Supervising bitcoin miners? Some experts have made a bad idea to the US Congress.

According to foreign media coindesk, an expert hearing today will tell a subcommittee of the US Senate that cryptocurrency helps promote human trafficking and therefore should be subject to stricter regulation.

In a written testimony, David Murray, vice president of product development and services at Financial Integrity Network, suggested that Congress should establish a new category of regulated financial institutions called "virtual asset transaction verifiers" (ie, encryption). Currency miners).

Like other financial institutions, these verifiers must know who they are dealing with.
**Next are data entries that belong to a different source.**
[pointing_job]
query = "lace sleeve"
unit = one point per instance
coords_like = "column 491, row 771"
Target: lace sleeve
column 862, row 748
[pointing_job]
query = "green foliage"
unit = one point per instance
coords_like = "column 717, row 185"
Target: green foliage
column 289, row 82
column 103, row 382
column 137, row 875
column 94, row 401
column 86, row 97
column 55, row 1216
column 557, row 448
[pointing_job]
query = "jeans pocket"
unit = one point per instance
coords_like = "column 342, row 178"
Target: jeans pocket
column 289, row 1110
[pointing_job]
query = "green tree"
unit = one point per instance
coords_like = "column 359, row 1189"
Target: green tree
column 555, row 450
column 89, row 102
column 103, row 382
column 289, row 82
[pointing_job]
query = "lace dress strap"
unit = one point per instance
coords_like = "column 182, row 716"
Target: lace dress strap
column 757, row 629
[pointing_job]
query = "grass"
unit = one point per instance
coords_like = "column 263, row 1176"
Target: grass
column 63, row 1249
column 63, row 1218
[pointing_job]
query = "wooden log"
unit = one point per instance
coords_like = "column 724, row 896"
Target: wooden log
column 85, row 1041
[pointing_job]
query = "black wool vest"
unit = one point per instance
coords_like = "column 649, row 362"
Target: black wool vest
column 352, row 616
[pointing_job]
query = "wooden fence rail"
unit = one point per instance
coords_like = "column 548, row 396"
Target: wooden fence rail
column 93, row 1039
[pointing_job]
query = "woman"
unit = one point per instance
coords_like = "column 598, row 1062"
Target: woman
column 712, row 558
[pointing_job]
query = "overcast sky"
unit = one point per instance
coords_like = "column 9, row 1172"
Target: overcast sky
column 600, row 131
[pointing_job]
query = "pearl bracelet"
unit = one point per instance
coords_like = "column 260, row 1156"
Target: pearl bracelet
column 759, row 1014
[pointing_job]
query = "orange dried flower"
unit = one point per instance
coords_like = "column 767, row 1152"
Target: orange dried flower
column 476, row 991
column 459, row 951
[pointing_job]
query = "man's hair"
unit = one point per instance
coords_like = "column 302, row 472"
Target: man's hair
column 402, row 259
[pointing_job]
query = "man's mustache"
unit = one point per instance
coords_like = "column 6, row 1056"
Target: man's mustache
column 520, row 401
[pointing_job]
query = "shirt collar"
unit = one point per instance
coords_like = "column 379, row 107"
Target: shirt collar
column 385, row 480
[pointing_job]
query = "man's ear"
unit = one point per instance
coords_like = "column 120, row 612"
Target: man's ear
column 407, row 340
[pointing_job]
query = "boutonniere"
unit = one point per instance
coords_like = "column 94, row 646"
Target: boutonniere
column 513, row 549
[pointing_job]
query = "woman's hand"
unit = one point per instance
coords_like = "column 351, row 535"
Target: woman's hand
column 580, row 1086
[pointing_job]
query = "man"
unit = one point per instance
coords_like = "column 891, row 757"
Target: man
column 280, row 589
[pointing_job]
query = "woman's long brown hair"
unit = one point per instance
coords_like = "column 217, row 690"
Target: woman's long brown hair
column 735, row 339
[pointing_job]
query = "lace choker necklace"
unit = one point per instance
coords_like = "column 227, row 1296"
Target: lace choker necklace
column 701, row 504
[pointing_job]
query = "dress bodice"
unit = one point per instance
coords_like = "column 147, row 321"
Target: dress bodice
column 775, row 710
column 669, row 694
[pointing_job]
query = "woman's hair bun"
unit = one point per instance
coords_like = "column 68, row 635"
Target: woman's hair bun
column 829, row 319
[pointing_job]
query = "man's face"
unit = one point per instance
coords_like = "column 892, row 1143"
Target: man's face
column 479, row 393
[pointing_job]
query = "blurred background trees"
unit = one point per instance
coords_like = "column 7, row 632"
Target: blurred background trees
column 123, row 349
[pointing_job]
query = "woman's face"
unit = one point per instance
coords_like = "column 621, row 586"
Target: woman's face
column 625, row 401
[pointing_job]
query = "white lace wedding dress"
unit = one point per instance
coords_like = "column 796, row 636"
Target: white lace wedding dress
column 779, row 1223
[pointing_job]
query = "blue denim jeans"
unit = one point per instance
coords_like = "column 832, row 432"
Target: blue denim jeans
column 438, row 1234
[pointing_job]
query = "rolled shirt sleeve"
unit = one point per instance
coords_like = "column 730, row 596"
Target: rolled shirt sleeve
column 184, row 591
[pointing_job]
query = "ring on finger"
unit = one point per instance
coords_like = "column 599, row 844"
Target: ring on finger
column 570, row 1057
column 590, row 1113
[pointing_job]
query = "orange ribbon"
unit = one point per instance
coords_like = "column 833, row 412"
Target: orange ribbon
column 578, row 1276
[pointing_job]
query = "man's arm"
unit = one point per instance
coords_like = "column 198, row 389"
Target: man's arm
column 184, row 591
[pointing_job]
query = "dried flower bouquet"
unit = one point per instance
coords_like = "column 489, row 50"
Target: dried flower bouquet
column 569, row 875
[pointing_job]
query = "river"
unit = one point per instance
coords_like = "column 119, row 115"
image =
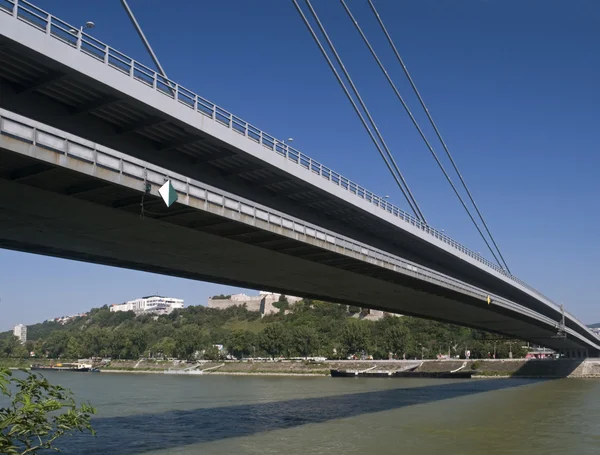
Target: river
column 162, row 414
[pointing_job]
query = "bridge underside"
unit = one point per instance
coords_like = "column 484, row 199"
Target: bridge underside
column 41, row 88
column 54, row 211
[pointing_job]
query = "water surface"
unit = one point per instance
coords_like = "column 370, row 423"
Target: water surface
column 162, row 414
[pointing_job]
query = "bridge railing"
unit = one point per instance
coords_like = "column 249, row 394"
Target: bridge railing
column 26, row 12
column 87, row 157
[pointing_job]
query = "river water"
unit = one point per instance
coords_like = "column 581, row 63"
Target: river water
column 184, row 415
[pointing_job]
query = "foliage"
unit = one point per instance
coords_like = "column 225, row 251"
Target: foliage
column 38, row 415
column 309, row 328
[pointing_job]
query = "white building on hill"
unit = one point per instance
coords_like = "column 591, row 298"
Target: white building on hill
column 154, row 304
column 20, row 331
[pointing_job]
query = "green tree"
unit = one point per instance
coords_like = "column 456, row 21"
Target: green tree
column 38, row 414
column 56, row 344
column 274, row 340
column 305, row 340
column 10, row 345
column 241, row 343
column 355, row 337
column 396, row 339
column 188, row 340
column 165, row 347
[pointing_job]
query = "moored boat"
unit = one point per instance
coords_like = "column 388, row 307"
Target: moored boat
column 78, row 367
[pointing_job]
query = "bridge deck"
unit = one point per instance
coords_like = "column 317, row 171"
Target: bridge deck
column 87, row 88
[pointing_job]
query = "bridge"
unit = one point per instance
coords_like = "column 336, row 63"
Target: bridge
column 88, row 135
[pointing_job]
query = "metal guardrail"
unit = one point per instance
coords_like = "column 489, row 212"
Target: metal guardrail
column 50, row 25
column 132, row 172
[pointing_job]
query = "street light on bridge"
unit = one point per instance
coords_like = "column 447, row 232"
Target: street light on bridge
column 88, row 24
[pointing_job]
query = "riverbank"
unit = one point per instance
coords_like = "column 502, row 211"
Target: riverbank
column 480, row 368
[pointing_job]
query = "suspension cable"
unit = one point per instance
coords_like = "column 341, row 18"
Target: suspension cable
column 423, row 105
column 401, row 182
column 415, row 123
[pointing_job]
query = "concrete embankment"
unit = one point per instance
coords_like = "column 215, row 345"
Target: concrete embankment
column 571, row 368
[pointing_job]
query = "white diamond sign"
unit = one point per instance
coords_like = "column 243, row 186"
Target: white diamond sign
column 168, row 193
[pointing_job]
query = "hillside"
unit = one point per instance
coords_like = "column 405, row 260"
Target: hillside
column 310, row 328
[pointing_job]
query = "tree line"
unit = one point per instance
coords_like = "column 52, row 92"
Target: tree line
column 305, row 329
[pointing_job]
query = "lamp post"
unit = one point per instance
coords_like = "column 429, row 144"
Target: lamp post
column 88, row 24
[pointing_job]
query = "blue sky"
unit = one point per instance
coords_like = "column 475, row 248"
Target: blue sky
column 513, row 87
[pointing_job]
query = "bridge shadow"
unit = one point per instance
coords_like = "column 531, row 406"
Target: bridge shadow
column 137, row 434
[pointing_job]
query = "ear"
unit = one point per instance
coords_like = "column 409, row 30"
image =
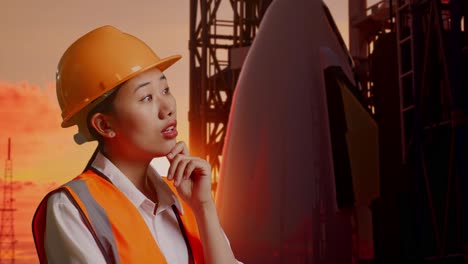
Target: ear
column 101, row 123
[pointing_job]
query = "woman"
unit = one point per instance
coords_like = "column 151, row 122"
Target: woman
column 119, row 210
“For these important players in cryptocurrency transactions, this regulatory system will emphasize the due diligence of rival financial institutions,” Murray wrote in a testimony issued before the hearing.

Financial Integrity Network

(David Murray, Vice President, Financial Integrity Network)

Murray said:

"Some existing cryptocurrencies lack system-wide financial crime compliance (FCC) management, which gives criminals room to move, making it difficult for the US to isolate rogue service providers from the US financial system."

It is reported that Murray was the director of the US Treasury's illegal financial office. He believes that miners must at least manage who can participate in the network and review any issuers, exchanges or custodians they serve.

Murray said that the current Bank Secrecy Act does not regulate mining, but if virtual asset transaction verifiers are included in the BSA, they may be the gatekeepers of the virtual asset system.

And if this advice is used, the public blockchain network will face dramatic changes, and anyone can join these networks without permission. But in Murray's view, the openness of these systems has made them exploited by criminals who are trafficked.

He says:

“The trend of decentralization and autonomous systems poses a threat to our ability to control access to the US financial system.”

It is reported that two other expert witnesses at the hearing, Nebraska Attorney General Douglas Peterson and Nebraska Senator Julie Slama, also mentioned in their speeches the use of cryptocurrencies in human trafficking. The problem.

Equivalent to the proposed ban, but also a bad idea

Peter Van Valkenburgh, head of research at Coin Center, a Washington-based cryptocurrency think-tank, said that if Murray's description of miners is regulated, it is tantamount to prohibiting them from participating in the public blockchain network.

Van Valkenburgh tells Coindesk:

“This is considered a kind of regulation, but it actually prohibits Americans or businesses from using an open blockchain network, because it will require them to use them on a licensed basis. This is just a type of technology for all types of cryptocurrencies. ban."

Murray even acknowledged this in his testimony, which wrote:

“It is almost certain that the supervision of people and entities performing these functions will make it difficult for some existing blockchain-based payment systems to continue to operate as they do today.”

Van Valkenburgh pointed out that anonymous cash payments are now legally used, and they are the favorite tools of criminals. He concludes:

"The Internet is used for all kinds of crimes, but if we say 'Let us ban the Internet because it was used for crime' in 1998, the United States will be hit."